Les rapporteurs regrettent la transformation progressive d'un budget d'action agricole, qui autrefois constituait un vrai levier d'action publique en faveur des exploitants, en un simple budget de gestion de l'agriculture par la rue de Varenne . Les outils agricoles sont aujourd'hui disséminés un peu partout dans le budget, sans aucune lisibilité globale, et relèguent la mission Agriculture, alimentation, forêt et affaires rurales au rang de véhicule secondaire. Cela se traduit non seulement par l'absence de volonté gouvernementale de sincériser le budget depuis quelques années, ce qu'il faut regretter, mais aussi par la quasi-stabilité des crédits alloués.
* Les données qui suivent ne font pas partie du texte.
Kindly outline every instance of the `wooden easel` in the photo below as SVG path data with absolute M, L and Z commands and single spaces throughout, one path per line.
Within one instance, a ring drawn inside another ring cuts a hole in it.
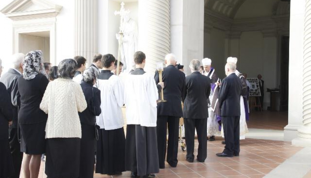
M 262 108 L 261 107 L 261 104 L 260 102 L 260 98 L 259 96 L 250 96 L 249 103 L 249 113 L 251 112 L 252 109 L 253 108 L 259 108 L 260 111 L 262 112 Z M 257 103 L 258 101 L 258 104 Z

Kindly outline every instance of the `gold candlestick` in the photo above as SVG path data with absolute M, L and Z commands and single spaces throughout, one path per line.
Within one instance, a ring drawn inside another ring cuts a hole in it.
M 121 47 L 123 42 L 123 33 L 121 31 L 119 33 L 120 38 L 119 39 L 119 48 L 118 49 L 118 62 L 117 64 L 117 71 L 116 74 L 119 76 L 119 71 L 120 70 L 120 60 L 121 60 Z
M 162 82 L 162 72 L 163 72 L 163 64 L 162 63 L 158 63 L 157 64 L 157 68 L 158 72 L 159 72 L 159 80 L 160 82 Z M 166 102 L 166 100 L 165 100 L 164 96 L 163 94 L 163 89 L 161 89 L 161 92 L 160 93 L 161 96 L 161 99 L 158 100 L 158 102 Z

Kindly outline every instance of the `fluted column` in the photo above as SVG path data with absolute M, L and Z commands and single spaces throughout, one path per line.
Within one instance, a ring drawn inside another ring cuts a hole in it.
M 138 15 L 138 50 L 146 54 L 145 70 L 153 73 L 170 50 L 170 0 L 139 0 Z
M 75 0 L 74 55 L 89 66 L 96 53 L 96 0 Z
M 303 124 L 295 145 L 311 146 L 311 0 L 306 0 L 303 75 Z

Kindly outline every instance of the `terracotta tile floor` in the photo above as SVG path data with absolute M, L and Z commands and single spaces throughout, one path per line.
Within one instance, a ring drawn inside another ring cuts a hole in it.
M 287 142 L 247 139 L 240 142 L 240 156 L 220 158 L 216 156 L 221 152 L 224 145 L 222 139 L 208 142 L 207 158 L 205 163 L 195 161 L 189 163 L 185 160 L 185 152 L 179 150 L 179 162 L 176 168 L 170 167 L 167 164 L 165 168 L 156 174 L 158 178 L 261 178 L 302 148 L 292 146 Z M 198 143 L 195 143 L 195 149 Z M 197 154 L 195 151 L 195 155 Z M 41 165 L 39 177 L 43 177 L 44 162 Z M 97 174 L 94 178 L 127 177 L 130 172 L 113 176 Z M 304 178 L 311 177 L 311 172 Z
M 288 124 L 288 113 L 287 111 L 253 110 L 247 123 L 249 128 L 283 130 Z

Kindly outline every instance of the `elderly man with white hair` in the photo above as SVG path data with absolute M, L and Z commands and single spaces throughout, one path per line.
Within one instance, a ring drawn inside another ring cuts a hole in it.
M 227 59 L 227 63 L 232 63 L 235 64 L 238 61 L 238 58 L 234 57 L 229 57 Z M 242 83 L 242 91 L 240 100 L 241 116 L 240 118 L 240 140 L 245 139 L 245 134 L 248 132 L 246 120 L 249 120 L 248 109 L 247 105 L 247 96 L 248 92 L 246 80 L 243 74 L 236 69 L 234 72 L 235 75 L 241 80 Z M 225 136 L 225 139 L 226 139 Z M 223 142 L 225 144 L 225 142 Z
M 19 177 L 23 158 L 23 154 L 20 151 L 20 145 L 17 135 L 18 113 L 17 107 L 19 105 L 20 95 L 18 92 L 17 81 L 22 73 L 22 62 L 24 57 L 25 55 L 22 53 L 17 53 L 12 56 L 9 60 L 11 63 L 10 68 L 7 72 L 0 78 L 0 82 L 5 85 L 7 90 L 11 96 L 11 105 L 13 110 L 13 122 L 9 127 L 8 130 L 10 147 L 15 170 L 14 175 L 10 177 L 13 178 Z M 2 67 L 0 67 L 0 69 L 2 68 Z
M 192 74 L 186 77 L 186 93 L 183 98 L 187 155 L 186 159 L 193 162 L 195 131 L 196 130 L 199 148 L 196 160 L 204 162 L 207 156 L 207 123 L 209 97 L 210 93 L 210 79 L 199 70 L 200 61 L 193 59 L 189 67 Z
M 181 98 L 185 92 L 185 77 L 184 73 L 175 67 L 176 59 L 173 54 L 165 56 L 165 64 L 162 79 L 165 86 L 163 89 L 165 102 L 158 104 L 157 107 L 157 136 L 159 165 L 164 168 L 166 152 L 166 130 L 168 130 L 168 140 L 166 161 L 172 167 L 177 165 L 178 149 L 179 119 L 182 116 Z M 155 75 L 156 82 L 159 82 L 159 72 Z
M 223 80 L 218 95 L 226 145 L 222 153 L 216 154 L 217 156 L 238 156 L 239 154 L 239 121 L 242 113 L 239 103 L 242 89 L 241 80 L 234 74 L 236 68 L 233 63 L 226 64 L 227 77 Z
M 1 74 L 2 73 L 2 69 L 3 69 L 3 66 L 2 66 L 2 60 L 0 59 L 0 77 L 1 77 Z
M 212 67 L 212 60 L 206 58 L 202 59 L 204 71 L 203 74 L 210 79 L 210 93 L 209 98 L 211 104 L 208 108 L 209 118 L 207 119 L 207 136 L 210 137 L 209 141 L 215 140 L 215 135 L 220 135 L 219 124 L 220 120 L 220 109 L 216 107 L 219 91 L 218 84 L 220 80 L 217 75 L 215 69 Z

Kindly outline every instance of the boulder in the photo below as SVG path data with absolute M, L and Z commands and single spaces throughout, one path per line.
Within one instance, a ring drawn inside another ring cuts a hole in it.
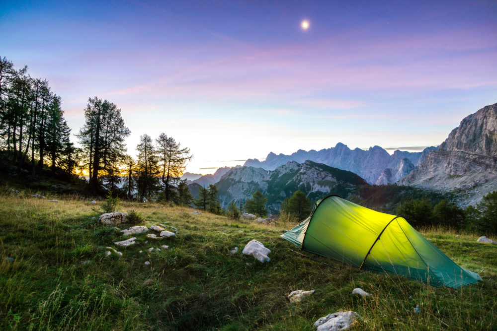
M 353 326 L 359 315 L 351 310 L 338 312 L 322 317 L 314 323 L 317 331 L 341 331 L 348 330 Z
M 133 238 L 130 238 L 129 239 L 126 239 L 126 240 L 123 240 L 122 241 L 116 241 L 114 243 L 114 245 L 117 245 L 118 246 L 123 246 L 124 247 L 127 247 L 128 246 L 130 246 L 132 245 L 134 245 L 136 243 L 135 241 L 136 240 L 136 238 L 134 237 Z
M 364 298 L 364 297 L 369 296 L 369 293 L 366 292 L 362 288 L 359 288 L 358 287 L 357 288 L 354 288 L 353 290 L 352 290 L 352 295 L 360 295 L 363 298 Z
M 157 231 L 158 232 L 161 232 L 166 230 L 166 228 L 161 226 L 160 225 L 152 225 L 150 227 L 150 229 L 153 230 L 155 231 Z
M 240 216 L 240 218 L 242 219 L 247 219 L 249 221 L 253 221 L 257 218 L 257 216 L 253 214 L 249 214 L 248 212 L 244 212 L 242 214 L 242 216 Z
M 269 258 L 267 255 L 271 253 L 271 251 L 264 247 L 262 243 L 252 239 L 248 242 L 242 253 L 246 255 L 251 255 L 260 262 L 264 263 L 269 262 Z
M 130 235 L 143 233 L 144 232 L 146 232 L 149 229 L 146 226 L 139 225 L 138 226 L 132 226 L 129 229 L 123 230 L 121 232 L 122 232 L 123 235 L 125 236 L 129 236 Z
M 119 225 L 129 222 L 127 214 L 127 212 L 120 211 L 106 213 L 100 215 L 98 220 L 106 225 Z
M 492 244 L 492 245 L 497 245 L 497 241 L 491 239 L 490 238 L 487 238 L 485 236 L 482 236 L 478 238 L 477 242 L 479 243 L 483 243 L 484 244 Z
M 304 290 L 297 290 L 293 291 L 288 294 L 288 298 L 290 302 L 292 303 L 298 303 L 304 299 L 314 294 L 314 290 L 304 291 Z
M 168 231 L 164 231 L 161 232 L 160 235 L 161 237 L 164 237 L 165 238 L 169 238 L 169 237 L 173 237 L 175 236 L 174 233 Z

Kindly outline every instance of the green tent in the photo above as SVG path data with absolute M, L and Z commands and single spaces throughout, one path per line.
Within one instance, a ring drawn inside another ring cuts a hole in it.
M 329 196 L 281 237 L 301 250 L 435 286 L 456 288 L 482 280 L 464 269 L 399 216 Z

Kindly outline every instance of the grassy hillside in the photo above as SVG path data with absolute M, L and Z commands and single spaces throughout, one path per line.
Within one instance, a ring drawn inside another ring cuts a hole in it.
M 138 235 L 137 245 L 118 249 L 122 257 L 104 257 L 105 246 L 124 238 L 96 222 L 94 206 L 33 193 L 0 196 L 1 330 L 311 330 L 318 318 L 349 310 L 361 316 L 357 330 L 497 328 L 497 284 L 491 280 L 497 246 L 477 243 L 475 236 L 423 232 L 459 265 L 484 269 L 483 283 L 457 290 L 303 258 L 279 237 L 293 224 L 254 224 L 151 203 L 119 210 L 134 207 L 144 224 L 168 222 L 178 235 L 146 243 Z M 269 263 L 241 254 L 252 239 L 272 251 Z M 146 251 L 162 245 L 169 249 Z M 232 254 L 235 246 L 239 252 Z M 371 296 L 353 297 L 357 287 Z M 316 293 L 295 305 L 285 296 L 296 289 Z

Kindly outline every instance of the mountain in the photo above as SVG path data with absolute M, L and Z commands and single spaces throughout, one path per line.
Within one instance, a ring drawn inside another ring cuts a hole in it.
M 395 176 L 386 176 L 387 173 L 391 173 L 393 169 L 398 169 L 399 167 L 403 167 L 403 171 L 408 169 L 408 167 L 404 164 L 406 163 L 403 161 L 405 159 L 413 165 L 420 163 L 420 159 L 423 158 L 427 153 L 425 151 L 430 151 L 435 148 L 428 147 L 423 152 L 416 152 L 397 150 L 390 155 L 379 146 L 370 147 L 367 150 L 360 148 L 352 150 L 346 145 L 339 142 L 334 147 L 319 151 L 312 150 L 308 152 L 299 149 L 290 155 L 283 154 L 276 155 L 271 152 L 267 154 L 267 157 L 263 161 L 260 161 L 257 159 L 249 159 L 244 165 L 273 170 L 290 161 L 302 163 L 310 160 L 334 168 L 351 171 L 365 179 L 369 184 L 378 182 L 386 184 L 395 183 L 391 181 L 397 178 Z M 386 171 L 387 169 L 390 170 Z M 386 173 L 382 174 L 385 171 Z M 398 173 L 404 174 L 403 171 Z M 382 179 L 379 181 L 380 176 Z
M 331 194 L 346 198 L 351 191 L 367 185 L 350 171 L 310 160 L 302 164 L 290 161 L 273 170 L 249 166 L 234 168 L 216 183 L 223 208 L 232 201 L 243 203 L 259 190 L 267 198 L 266 206 L 271 213 L 279 211 L 283 199 L 297 190 L 313 200 Z
M 223 175 L 230 170 L 231 170 L 231 168 L 230 167 L 220 168 L 213 174 L 211 175 L 209 174 L 208 175 L 204 175 L 200 178 L 192 181 L 192 182 L 197 184 L 200 186 L 207 187 L 210 184 L 214 184 L 217 183 L 221 179 L 221 178 L 223 177 Z
M 462 205 L 497 190 L 497 104 L 463 119 L 399 184 L 452 192 Z

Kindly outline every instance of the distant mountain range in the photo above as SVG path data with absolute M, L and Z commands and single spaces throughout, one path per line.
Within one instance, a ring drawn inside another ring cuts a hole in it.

Si le quinquennat budgétaire qui vient de s'écouler s'est traduit par un recul des crédits du budget prévisionnel annuel de l'agriculture à hauteur de près de 300 millions d'euros en autorisations d'engagement, il s'agit d'un affichage trompeur puisque, dans les faits, le quinquennat s'est traduit par une relative stabilité des crédits budgétaires de la mission alloués à l'agriculture 1 ( * ) .

In fine , les seules mesures budgétairement significatives ces cinq dernières années sont de deux ordres :

i) Des réponses exigées par une situation s'imposant de fait (c'est le cas du recrutement d'agents supplémentaires pour effectuer des contrôles sanitaires en raison du Brexit ou de la hausse tendancielle des indemnisations liées aux épidémies et épizooties). Cette situation traduit, sans doute, l'absence de réflexion stratégique globale sur le budget agricole de la France, préférant une gestion au jour le jour du système, se traduisant par une loi de finances initiale peu sincère, à un programme global et ambitieux pour notre agriculture .
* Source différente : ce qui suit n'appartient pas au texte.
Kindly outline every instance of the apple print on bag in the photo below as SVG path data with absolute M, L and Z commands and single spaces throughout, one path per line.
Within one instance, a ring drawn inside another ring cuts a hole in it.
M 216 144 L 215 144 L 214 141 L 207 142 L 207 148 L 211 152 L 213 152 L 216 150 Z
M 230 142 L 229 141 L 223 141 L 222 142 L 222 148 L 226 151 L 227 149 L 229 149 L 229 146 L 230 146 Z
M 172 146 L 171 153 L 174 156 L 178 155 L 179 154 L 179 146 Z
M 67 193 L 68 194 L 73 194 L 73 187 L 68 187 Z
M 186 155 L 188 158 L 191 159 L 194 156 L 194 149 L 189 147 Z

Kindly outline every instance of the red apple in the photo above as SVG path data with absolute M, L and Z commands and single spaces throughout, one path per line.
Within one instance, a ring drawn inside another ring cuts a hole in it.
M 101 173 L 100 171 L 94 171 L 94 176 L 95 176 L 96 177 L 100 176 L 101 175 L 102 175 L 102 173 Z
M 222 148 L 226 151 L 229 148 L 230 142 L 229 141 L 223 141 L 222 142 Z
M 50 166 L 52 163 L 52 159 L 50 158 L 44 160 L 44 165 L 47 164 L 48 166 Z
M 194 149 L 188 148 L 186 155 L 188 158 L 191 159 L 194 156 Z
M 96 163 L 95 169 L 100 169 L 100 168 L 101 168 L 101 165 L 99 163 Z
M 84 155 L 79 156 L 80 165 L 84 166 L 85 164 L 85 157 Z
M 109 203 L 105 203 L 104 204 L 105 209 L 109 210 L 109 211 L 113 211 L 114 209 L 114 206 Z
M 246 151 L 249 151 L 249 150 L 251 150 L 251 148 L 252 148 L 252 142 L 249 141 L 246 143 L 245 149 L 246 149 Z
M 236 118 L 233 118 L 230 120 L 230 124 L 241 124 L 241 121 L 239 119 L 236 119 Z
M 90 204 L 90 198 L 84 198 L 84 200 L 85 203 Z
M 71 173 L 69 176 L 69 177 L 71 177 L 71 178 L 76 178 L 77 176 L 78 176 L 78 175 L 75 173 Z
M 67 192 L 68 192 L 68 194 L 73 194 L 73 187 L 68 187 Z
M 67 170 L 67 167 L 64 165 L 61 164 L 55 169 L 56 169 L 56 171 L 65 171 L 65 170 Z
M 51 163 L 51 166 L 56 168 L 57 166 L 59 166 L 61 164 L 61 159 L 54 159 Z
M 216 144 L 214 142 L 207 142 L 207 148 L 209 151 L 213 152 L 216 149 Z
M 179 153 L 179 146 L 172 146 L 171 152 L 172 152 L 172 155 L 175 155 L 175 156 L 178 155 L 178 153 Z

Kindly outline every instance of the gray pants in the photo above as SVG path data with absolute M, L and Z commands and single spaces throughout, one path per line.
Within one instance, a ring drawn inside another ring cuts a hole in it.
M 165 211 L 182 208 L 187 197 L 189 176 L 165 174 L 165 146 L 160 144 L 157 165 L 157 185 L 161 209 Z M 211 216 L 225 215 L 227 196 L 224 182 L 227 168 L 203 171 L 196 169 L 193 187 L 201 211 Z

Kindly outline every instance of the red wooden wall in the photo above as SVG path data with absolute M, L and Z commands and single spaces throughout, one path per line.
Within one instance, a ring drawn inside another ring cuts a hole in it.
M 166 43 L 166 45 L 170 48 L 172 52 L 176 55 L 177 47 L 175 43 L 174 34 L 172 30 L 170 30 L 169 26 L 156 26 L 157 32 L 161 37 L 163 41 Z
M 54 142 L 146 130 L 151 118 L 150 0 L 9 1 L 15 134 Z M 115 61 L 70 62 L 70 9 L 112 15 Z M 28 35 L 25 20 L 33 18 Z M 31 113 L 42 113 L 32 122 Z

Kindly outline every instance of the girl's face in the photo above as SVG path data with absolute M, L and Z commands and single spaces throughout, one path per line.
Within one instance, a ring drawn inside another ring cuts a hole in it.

ii) Une hausse structurelle des dépenses informatiques et immobilières du ministère . S'ils ne remettent pas en cause la nécessité des investissements informatiques du ministère, souvent liés à une instabilité normative, les rapporteurs s'interrogent sur la tendance de fond que connaît le budget de la mission qui revient à remplacer petit à petit les crédits dédiés aux agriculteurs par des crédits dédiés au ministère de l'agriculture .
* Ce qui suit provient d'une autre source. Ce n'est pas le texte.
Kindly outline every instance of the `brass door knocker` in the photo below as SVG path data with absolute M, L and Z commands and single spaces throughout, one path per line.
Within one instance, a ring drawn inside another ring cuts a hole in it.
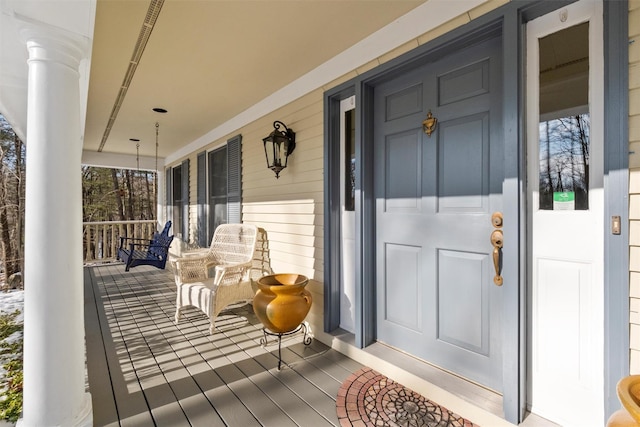
M 429 112 L 427 113 L 427 118 L 422 122 L 422 129 L 424 130 L 424 133 L 426 133 L 427 136 L 431 137 L 433 131 L 436 130 L 437 124 L 438 119 L 433 117 L 433 114 L 431 114 L 431 110 L 429 110 Z

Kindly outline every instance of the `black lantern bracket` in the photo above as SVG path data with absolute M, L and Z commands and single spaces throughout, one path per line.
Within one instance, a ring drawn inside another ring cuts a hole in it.
M 267 167 L 280 178 L 280 172 L 287 167 L 289 155 L 296 148 L 296 134 L 279 120 L 273 122 L 273 132 L 262 139 Z

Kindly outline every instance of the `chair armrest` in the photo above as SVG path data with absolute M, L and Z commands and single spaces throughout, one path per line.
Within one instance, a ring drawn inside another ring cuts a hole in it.
M 217 264 L 215 266 L 214 283 L 216 285 L 233 285 L 248 280 L 253 262 L 241 262 L 235 264 Z
M 176 281 L 181 283 L 198 282 L 208 278 L 208 264 L 211 259 L 208 255 L 194 255 L 171 260 L 174 267 Z
M 140 238 L 137 238 L 137 237 L 123 237 L 123 236 L 120 236 L 120 248 L 122 248 L 124 246 L 124 242 L 125 241 L 129 241 L 129 240 L 133 240 L 135 242 L 147 242 L 147 245 L 150 245 L 151 242 L 152 242 L 152 240 L 150 240 L 150 239 L 140 239 Z

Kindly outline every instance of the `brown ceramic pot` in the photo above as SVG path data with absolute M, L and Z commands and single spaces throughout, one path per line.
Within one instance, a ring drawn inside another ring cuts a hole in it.
M 262 324 L 275 333 L 293 331 L 309 313 L 309 279 L 300 274 L 270 274 L 254 282 L 253 311 Z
* 1 Les deux principaux mouvements expliquant le recul des crédits relèvent davantage d'un jeu d'écriture. En effet, la volonté de remplacer les exonérations de cotisations pour les employeurs de travailleurs saisonniers et de demandeurs d'emploi (TO-DE) dans le domaine agricole par les exonérations générales financées par la sécurité sociale s'est traduite par une débudgétisation vers le champ de la sécurité sociale d'une partie du coût du dispositif pour la mission (350 millions d'euros). De même, le recul de la réserve de précaution de 110 millions d'euros par rapport à son niveau initial, s'il porte une atteinte significative à la sincérité initiale du budget, ne signifie pas que les crédits effectivement engagés chaque année pour l'agriculture reculent, dans la mesure où ils sont débloqués chaque année en cours de gestion pour couvrir effectivement les apurements communautaires et les indemnisations liées aux calamités agricoles.